Either of these methods could in principle use a long value rather than an integer. But I think it was probably just a practical decision to balance up the complexity of the instruction set and compiler with actual need: the cases where you really need to switch over a long are rare enough that it's acceptable to have to re-write as a series of IF statements, or work round in some other way (if the long values in question are close together, you can in your Java code switch over the int result of subtracting the lowest value).


Because they didn't implement the necessary instructions in the bytecode and you really don't want to write that many cases, no matter how "production ready" your code is...

[EDIT: Extracted from comments on this answer, with some additions on background]

To be exact, 2³² is a lot of cases and any program with a method long enough to hold more than that is going to be utterly horrendous! In any language. (The longest function I know of in any code in any language is a little over 6k SLOC – yes, it's a big switch – and it's really unmanageable.) If you're really stuck with having a long where you should have only an int or less, then you've got two real alternatives.
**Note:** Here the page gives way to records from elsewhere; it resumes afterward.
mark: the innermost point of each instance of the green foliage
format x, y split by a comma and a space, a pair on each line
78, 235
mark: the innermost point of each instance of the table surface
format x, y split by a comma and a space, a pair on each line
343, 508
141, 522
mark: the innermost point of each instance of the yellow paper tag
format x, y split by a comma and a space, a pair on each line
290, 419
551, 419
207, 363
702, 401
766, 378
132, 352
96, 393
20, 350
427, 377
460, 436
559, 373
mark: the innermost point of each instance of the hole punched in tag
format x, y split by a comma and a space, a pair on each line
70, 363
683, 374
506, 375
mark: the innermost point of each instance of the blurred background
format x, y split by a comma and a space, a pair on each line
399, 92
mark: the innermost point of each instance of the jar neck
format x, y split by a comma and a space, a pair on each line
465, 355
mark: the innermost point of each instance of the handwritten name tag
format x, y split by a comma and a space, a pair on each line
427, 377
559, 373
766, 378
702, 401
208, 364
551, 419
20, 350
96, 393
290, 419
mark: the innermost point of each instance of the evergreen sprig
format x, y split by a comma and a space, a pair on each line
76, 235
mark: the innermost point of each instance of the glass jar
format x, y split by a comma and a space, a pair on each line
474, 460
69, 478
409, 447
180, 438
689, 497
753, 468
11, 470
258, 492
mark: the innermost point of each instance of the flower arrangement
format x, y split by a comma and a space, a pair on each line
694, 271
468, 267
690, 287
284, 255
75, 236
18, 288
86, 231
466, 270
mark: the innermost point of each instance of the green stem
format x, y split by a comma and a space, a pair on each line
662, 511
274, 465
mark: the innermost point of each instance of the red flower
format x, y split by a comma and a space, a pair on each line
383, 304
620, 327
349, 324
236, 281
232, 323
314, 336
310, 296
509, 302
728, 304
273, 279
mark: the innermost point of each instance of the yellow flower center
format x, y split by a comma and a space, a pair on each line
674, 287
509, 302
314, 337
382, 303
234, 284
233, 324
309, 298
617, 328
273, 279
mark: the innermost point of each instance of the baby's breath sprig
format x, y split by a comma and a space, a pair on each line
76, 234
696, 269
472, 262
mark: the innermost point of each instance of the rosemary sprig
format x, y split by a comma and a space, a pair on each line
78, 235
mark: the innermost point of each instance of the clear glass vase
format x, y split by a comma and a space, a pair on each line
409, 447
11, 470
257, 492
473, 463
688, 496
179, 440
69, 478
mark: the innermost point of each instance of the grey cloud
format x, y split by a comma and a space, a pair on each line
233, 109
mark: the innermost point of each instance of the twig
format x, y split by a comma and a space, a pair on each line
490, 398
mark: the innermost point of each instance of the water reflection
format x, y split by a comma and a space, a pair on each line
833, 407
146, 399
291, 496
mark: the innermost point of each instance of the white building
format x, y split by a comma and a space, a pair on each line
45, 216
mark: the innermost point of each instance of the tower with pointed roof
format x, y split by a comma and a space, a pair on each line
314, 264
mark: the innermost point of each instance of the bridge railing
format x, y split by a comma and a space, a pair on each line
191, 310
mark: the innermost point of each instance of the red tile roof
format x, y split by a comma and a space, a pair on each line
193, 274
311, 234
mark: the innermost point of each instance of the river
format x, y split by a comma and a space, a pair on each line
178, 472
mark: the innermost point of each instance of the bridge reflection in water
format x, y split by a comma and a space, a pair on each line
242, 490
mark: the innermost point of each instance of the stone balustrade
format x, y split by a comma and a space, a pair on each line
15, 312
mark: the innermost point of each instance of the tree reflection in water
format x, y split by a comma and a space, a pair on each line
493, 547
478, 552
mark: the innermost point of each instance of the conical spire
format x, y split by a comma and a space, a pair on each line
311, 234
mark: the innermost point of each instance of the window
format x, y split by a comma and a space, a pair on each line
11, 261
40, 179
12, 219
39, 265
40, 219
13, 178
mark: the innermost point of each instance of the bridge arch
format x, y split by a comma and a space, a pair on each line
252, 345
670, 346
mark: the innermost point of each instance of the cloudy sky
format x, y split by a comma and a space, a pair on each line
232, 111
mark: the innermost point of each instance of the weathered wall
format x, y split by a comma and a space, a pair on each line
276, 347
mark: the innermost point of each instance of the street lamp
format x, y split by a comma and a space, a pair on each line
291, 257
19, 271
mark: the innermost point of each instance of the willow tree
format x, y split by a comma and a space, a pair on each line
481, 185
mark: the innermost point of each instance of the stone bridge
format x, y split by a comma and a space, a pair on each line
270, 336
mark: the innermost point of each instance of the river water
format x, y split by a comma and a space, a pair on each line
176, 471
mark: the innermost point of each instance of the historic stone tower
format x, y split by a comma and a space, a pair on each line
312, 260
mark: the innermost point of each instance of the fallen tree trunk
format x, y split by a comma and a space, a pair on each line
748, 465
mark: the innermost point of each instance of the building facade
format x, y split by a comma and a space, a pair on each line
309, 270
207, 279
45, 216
  1. Use some variant on the theme of hash functions to compress the long into an int. The simplest one, only for use when you've got the type wrong, is to just cast! More useful would be to do this:

    (int) ((x&0xFFFFFFFF) ^ ((x >>> 32) & 0xFFFFFFFF))
    

    before switching on the result. You'll have to work out how to transform the cases that you're testing against too. But really, that's still horrible since it doesn't address the real problem of lots of cases.

  2. A much better solution if you're working with very large numbers of cases is to change your design to using a Map<Long,Runnable> or something similar so that you're looking up how to dispatch a particular value. This allows you to separate the cases into multiple files, which is much easier to manage when the case-count gets large, though it does get more complex to organize the registration of the host of implementation classes involved (annotations might help by allowing you to build the registration code automatically).

    FWIW, I did this many years ago (we switched to the newly-released J2SE 1.2 part way through the project) when building a custom bytecode engine for simulating massively parallel hardware (no, reusing the JVM would not have been suitable due to the radically different value and execution models involved) and it enormously simplified the code relative to the big switch that the C version of the code was using.

To reiterate the take-home message, wanting to switch on a long is an indication that either you've got the types wrong in your program or that you're building a system with that much variation involved that you should be using classes. Time for a rethink in either case.


Because the lookup table index must be 32 bits.